Speaking of sharp knives, did you know that you can’t actually see the cutting edge of a sharp knife? You may think you can, but you can’t. That red blood cell up there is bigger than the edge of the knife it’s sitting on, and you can’t see a red blood cell with the naked eye either.

Okay, don’t take my word for it. Listen to Nikola Slavkovic:

(Thanks to Old Man Windbreaker for the tip on this one — pun intended.)

 

 

 

 

 

 

 

ITEM EIGHT

There’s some music in this next video, but it’s not metal music. I can live with the music, because it enables 11-year-old Adilyn Malcolm to do something amazing, especially for an 11-year-old. The fact that she can do this is impressive enough to call it metal.

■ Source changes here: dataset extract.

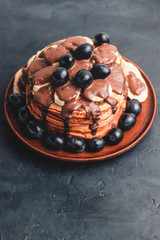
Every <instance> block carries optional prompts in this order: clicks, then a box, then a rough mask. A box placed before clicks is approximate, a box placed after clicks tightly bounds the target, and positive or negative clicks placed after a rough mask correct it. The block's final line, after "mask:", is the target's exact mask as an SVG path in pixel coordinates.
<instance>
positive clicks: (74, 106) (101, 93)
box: [13, 36, 148, 139]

(More videos of her dancing are available here.)

 

 

 

 

 

 

ITEM NINE

Since we just witnessed the end of another year, it seems right to end this first THAT’S METAL! of the new year with a compilation of video clips from 2014 made by Luc Bergeron. There are excerpts from 233 memorable videos in this pulse-pounding six-minute montage (they’re all listed here), and the resulting compilation is a kick to watch. What did we do before the invention of the Go Pro camera?

The resolution is good enough that it’s worth watching this in full-screen mode.

As always, enjoy the rest of your fucking day.